The objective of this paper was to assess patients for occult carbon monoxide exposure and to attempt to correlate elevated levels with clinical and demographic data. In their ED triage area, they utilized a noninvasive pulse co-oximeter (Rainbow SET Rad-57 Pulse Co-oximetry, Masimo, Inc.). Over a 12-day period 2950 patients presented to their triage area, of which 1756 had COHb levels documented. The authors also reviewed vital signs, gender, age, mode of transportation, and smoking to attempt to correlate these with COHb levels. Smoking was the only factor that was consistently correlated with higher levels COHb levels. In the group of screened patients, they found 3 unsuspected cases of significantly elevated COHb levels that were high enough to indicate true CO toxicity. These cases were confirmed by elevated blood carboxyhemoglobin levels.

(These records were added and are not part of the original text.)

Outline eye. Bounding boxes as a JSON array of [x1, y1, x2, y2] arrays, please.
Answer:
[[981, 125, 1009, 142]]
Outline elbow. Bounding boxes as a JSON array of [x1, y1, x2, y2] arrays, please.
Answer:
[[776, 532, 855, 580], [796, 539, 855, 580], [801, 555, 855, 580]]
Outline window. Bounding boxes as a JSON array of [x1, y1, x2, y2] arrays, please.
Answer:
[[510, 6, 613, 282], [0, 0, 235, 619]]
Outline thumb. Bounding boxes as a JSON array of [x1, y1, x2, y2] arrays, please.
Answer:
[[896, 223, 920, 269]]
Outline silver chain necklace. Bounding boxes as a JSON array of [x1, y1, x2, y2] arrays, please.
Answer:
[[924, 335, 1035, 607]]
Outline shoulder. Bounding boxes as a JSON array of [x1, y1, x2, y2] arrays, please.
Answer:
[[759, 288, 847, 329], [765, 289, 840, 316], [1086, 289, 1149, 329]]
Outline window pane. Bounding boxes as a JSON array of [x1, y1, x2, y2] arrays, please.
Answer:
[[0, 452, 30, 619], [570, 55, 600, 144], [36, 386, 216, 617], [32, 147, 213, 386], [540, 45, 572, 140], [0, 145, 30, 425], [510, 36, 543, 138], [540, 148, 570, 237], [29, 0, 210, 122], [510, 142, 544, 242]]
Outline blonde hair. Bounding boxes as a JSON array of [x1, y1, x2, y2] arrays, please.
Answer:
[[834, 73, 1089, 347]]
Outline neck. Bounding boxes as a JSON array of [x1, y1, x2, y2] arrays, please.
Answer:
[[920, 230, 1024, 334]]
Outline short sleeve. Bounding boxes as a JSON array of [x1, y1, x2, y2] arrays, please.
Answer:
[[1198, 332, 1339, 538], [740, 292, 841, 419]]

While there has been some criticism of this study in the form of letters to the editor, along with a series report of some false-negative testing using noninvasive co-oximetry, the authors were, nonetheless, able to identify 3 patients of 1756 screened who had carbon monoxide poisoning. In an ED that sees 50,000 patients yearly, these numbers suggest that up to 85 patients with occult CO poisoning would be annually identified. In many cases the patients who are identified are being exposed to low-level CO and have not yet received enough CO to cause them to become symptomatic. If in fact they were the victims of a faulty furnace, there is a possibility that some may have gone on to severe poisoning as the furnace issues became worse over time. Patients driving vehicles that have exhaust leaks may build up CO levels high enough to cause syncope during long drives. This has tragic potential in a moving vehicle. Even if the co-oximeter missed some patients by under reporting true elevated levels or caused a few additional negative blood screening tests to be performed, it nonetheless will find patients who otherwise may have been sent back to a dwelling that could eventually cause their demise.